The so called “Independent Engineer”
(Montgomery, Watson and Harza, MWH) was taken over more than a year ago by
Stantec, a big Nalcor contractor, without remedial action to correct the
conflict of interest. These oversight bodies were far too reliant on data
supplied by Nalcor, without critical testing. The PUB remains neutered while
Nalcor continues as an unregulated government-owned utility, with unusual
powers (e.g., exempt from public tendering) exceeding those of other crown
corporations.
Provincial
Fiscal Situation
Our fiscal situation is desperate, more
precarious than that of Puerto Rico, which is now under a federal board of
supervision. Nova Scotia is running a surplus, without the high oil royalties
we continue to enjoy. Our public sector is far too large, as shown by a recent AIMS report.
Forum
for Debate
The House of Assembly has not been seized
with the problems. No emergency sessions have been convened to avert a growing
crisis. Nor is the provincial Cabinet focused on the issue of Muskrat Falls.
Oversight mechanisms are mostly inactive. Minimal information has been released
by the new Board and Nalcor’s CEO. No
explanation has been given for the burgeoning cost of the Astaldi contract or
whether the flaws in the original contract have been corrected. Citizens are
left in the dark and this is not acceptable.
The latest monthly report shows that in May
of 2017 expenditures were $154 million dollars. At $500,000 per person year
this project cannot be rationalized as a make work project nor can it be
explained as part of a rational energy strategy or economic development plan.

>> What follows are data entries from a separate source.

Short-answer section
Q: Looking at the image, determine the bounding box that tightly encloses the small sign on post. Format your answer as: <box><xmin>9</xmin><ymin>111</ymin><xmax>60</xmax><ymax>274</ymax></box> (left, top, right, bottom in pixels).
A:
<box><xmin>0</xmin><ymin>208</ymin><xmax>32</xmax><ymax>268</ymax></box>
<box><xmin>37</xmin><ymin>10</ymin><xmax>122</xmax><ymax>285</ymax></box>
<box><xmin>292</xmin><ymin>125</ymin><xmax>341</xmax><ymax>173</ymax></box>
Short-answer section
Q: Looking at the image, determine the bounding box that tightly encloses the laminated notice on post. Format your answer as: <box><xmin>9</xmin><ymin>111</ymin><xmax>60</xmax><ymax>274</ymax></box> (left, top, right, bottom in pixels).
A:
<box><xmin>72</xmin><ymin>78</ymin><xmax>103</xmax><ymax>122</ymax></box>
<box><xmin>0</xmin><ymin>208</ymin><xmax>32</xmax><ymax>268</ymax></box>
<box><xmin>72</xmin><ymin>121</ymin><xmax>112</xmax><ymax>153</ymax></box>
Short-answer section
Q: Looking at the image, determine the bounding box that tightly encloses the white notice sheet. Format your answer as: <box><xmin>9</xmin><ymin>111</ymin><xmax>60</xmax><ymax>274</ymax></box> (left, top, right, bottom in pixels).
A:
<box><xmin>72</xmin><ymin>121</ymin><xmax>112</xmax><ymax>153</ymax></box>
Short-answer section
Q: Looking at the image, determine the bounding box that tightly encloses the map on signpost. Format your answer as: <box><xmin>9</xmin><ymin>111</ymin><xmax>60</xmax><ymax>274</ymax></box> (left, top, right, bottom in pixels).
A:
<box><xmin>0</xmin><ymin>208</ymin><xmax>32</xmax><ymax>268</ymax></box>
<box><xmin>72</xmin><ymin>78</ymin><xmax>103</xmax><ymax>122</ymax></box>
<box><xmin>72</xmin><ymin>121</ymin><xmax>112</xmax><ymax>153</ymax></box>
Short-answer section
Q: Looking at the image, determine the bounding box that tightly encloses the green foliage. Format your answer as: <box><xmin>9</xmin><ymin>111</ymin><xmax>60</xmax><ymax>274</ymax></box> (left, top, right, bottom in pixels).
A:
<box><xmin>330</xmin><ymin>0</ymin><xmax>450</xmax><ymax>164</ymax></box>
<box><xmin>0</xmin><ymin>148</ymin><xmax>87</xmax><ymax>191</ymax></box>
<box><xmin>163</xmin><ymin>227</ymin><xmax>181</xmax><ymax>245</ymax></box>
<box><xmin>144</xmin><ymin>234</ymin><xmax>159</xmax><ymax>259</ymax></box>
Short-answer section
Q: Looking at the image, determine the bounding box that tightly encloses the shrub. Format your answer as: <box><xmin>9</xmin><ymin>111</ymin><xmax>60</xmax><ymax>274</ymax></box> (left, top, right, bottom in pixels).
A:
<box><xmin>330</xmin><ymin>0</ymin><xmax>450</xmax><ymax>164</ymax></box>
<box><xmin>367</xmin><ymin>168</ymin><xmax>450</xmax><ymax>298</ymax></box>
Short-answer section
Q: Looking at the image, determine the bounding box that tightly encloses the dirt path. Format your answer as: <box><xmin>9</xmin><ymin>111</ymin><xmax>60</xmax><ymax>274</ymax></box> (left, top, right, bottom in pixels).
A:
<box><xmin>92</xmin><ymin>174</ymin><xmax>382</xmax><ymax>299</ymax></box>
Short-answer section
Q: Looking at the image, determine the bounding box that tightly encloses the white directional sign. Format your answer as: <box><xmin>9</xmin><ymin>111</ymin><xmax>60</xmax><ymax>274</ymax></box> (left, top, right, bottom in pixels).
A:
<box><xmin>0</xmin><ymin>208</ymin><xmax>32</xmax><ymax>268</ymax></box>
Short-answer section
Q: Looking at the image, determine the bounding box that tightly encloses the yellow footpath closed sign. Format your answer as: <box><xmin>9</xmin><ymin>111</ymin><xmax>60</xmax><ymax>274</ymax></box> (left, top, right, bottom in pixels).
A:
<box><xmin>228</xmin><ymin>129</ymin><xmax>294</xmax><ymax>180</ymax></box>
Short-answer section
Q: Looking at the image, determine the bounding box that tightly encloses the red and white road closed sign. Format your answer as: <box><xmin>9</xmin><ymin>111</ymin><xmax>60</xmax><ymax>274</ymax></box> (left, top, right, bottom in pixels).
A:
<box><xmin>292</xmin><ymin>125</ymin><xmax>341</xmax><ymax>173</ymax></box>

It is simply a fiasco and one which poses an existential threat which many
citizens have yet to perceive.
Is it normal for a society in crisis to be so
blasé about its future? Are our institutions serving us well, including the
provincial and federal governments, Nalcor Energy, Newfoundland Power and the
PUB? Memorial University appears to be punching well below its weight in
failing to encourage public engagement on this issue and the fundamental
economic and fiscal crisis of which the Muskrat Falls fiasco is a part? They
have failed to respond to the challenges issued by Edsel Bonnell and others to
create a new forum to bring forward possible solutions
Conclusion
The government seems to be impervious to
rational thought, having taken refuge in the wisdom of Stan Marshall. Stan
refuses to seek an independent review of the North Spur and government will not
overrule or rile him. Stan has failed to deliver a rethinking of this project
or even a change in the management team.
Is there a further role for the federal
government? We could not have sanctioned the project without the loan guarantee
of $5 billion, which has now been increased to $7.9 billion. Should we commend
or condemn the federal government for their role in enabling us to embark upon
this risky undertaking? The loan guarantee agreement was designed to ensure
that the ultimate responsibility and financial risk was deflected back to
provincial ratepayers, minimizing the risk to the federal government. The
province is obliged under the 2012 agreement to ensure after the project is
completed that “the regulated rates for
Newfoundland and Labrador Hydro (“NLH”) will allow it to collect sufficient
revenue in each year to enable NLH to recover” costs incurred.
Ultimately the risks came back to the
ratepayers in NL. Should we now ask the federal government to reactivate the
inactive Lower Churchill Development Corporation (LCDC) and to share in the
financial risks of both construction and operation? It is clear that the
federal government will be called upon to take a larger role, beyond simply
raising the cap on the loan guarantee. It is also questionable that we as a
province are going to be able to operate the facilities on our own and to bear
the full cost burden.
Will a renewed federal provincial corporation,
bearing 49% of the risks, be the best vehicle to finish the project and to
operate the facilities once completed? Or will we take the far greater risk of
going to Quebec for a comprehensive agreement which will enable us to complete
the Muskrat Falls project, as part of a package involving water management,
Gull Island and extension of the Churchill Falls contract beyond 2041? This
might offer short term gain but a mountain of long term pain.